Dig Quotes - page 15
What has to die will die, and what has to remain will remain. Supposing you dig a well and the water dries up. Just because the well went dry, you cannot say that there is no water there. You cannot say that the spring is dead, for if you dig down one more foot, water will again spring up. If people will only dig a little deeper, they will find the water there. Of course, they can say, "There is no water in the well any more,” and go away. But those who have real thirst will dig a little deeper, and they will find water there. What is will always be. That which dies is dead and gone, but that which is will always be.
Bawa Muhaiyaddeen
The love of dirt is among the earliest of passions, as it is the latest. Mud-pies gratify one of our first and best instincts. So long as we are dirty, we are pure. Fondness for the ground comes back to a man after he has run the round of pleasure and business, eaten dirt, and sown wild oats, drifted about the world, and taken the wind of all its moods. The love of digging in the ground (or of looking on while he pays another to dig) is as sure to come back to him, as he is sure, at last, to go under the ground, and stay there.
Charles Dudley Warner
I think my own way. I don't think like you and my music isn't meant just for the patting of feet and going down backs. When and if I feel gay and carefree, I write or play that way. When I feel angry I write or play that way - or when I'm happy, or depressed, even.

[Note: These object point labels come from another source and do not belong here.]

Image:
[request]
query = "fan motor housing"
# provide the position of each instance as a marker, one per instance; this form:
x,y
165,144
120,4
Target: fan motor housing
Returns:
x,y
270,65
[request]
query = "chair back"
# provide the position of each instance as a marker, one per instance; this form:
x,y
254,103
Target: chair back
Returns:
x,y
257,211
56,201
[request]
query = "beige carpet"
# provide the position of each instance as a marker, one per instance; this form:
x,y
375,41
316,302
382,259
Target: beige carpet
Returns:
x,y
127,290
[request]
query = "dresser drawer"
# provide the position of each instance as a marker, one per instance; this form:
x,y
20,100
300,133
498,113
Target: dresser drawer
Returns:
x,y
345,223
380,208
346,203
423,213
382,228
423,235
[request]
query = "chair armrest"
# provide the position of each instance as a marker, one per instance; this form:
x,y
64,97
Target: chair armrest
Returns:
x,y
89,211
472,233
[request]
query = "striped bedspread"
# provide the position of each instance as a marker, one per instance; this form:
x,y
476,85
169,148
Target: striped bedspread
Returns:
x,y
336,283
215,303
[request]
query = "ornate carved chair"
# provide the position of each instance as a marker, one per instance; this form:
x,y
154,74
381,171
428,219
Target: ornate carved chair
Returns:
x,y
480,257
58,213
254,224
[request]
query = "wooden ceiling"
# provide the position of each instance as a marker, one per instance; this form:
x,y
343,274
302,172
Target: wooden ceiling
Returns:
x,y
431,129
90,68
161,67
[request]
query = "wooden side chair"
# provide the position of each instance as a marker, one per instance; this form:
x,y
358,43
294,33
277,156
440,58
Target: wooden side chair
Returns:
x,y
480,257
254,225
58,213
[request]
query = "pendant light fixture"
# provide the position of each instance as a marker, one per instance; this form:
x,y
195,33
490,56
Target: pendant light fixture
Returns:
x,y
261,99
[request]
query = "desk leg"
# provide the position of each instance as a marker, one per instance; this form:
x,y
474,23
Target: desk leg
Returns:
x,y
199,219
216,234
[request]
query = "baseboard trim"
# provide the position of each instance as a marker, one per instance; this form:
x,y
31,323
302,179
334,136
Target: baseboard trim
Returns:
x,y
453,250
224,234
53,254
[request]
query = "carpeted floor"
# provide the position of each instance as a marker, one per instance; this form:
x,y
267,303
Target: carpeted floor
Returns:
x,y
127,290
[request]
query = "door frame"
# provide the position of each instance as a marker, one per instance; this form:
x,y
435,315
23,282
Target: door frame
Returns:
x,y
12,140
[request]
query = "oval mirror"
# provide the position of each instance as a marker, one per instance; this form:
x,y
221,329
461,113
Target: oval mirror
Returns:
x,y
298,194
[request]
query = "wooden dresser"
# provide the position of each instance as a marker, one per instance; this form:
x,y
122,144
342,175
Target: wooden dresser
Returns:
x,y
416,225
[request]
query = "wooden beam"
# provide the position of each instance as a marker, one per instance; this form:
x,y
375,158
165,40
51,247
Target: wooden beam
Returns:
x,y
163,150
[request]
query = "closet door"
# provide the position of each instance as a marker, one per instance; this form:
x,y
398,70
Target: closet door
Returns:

Just because I'm playing jazz I don't forget about me. I play or write me, the way I feel, through jazz, or whatever. Music is, or was, a language of the emotions. If someone has been escaping reality, I don't expect him to dig my music, and I would begin to worry about my writing if such a person began to really like it. My music is alive and it's about the living and the dead, about good and evil. It's angry, yet it's real because it knows it's angry.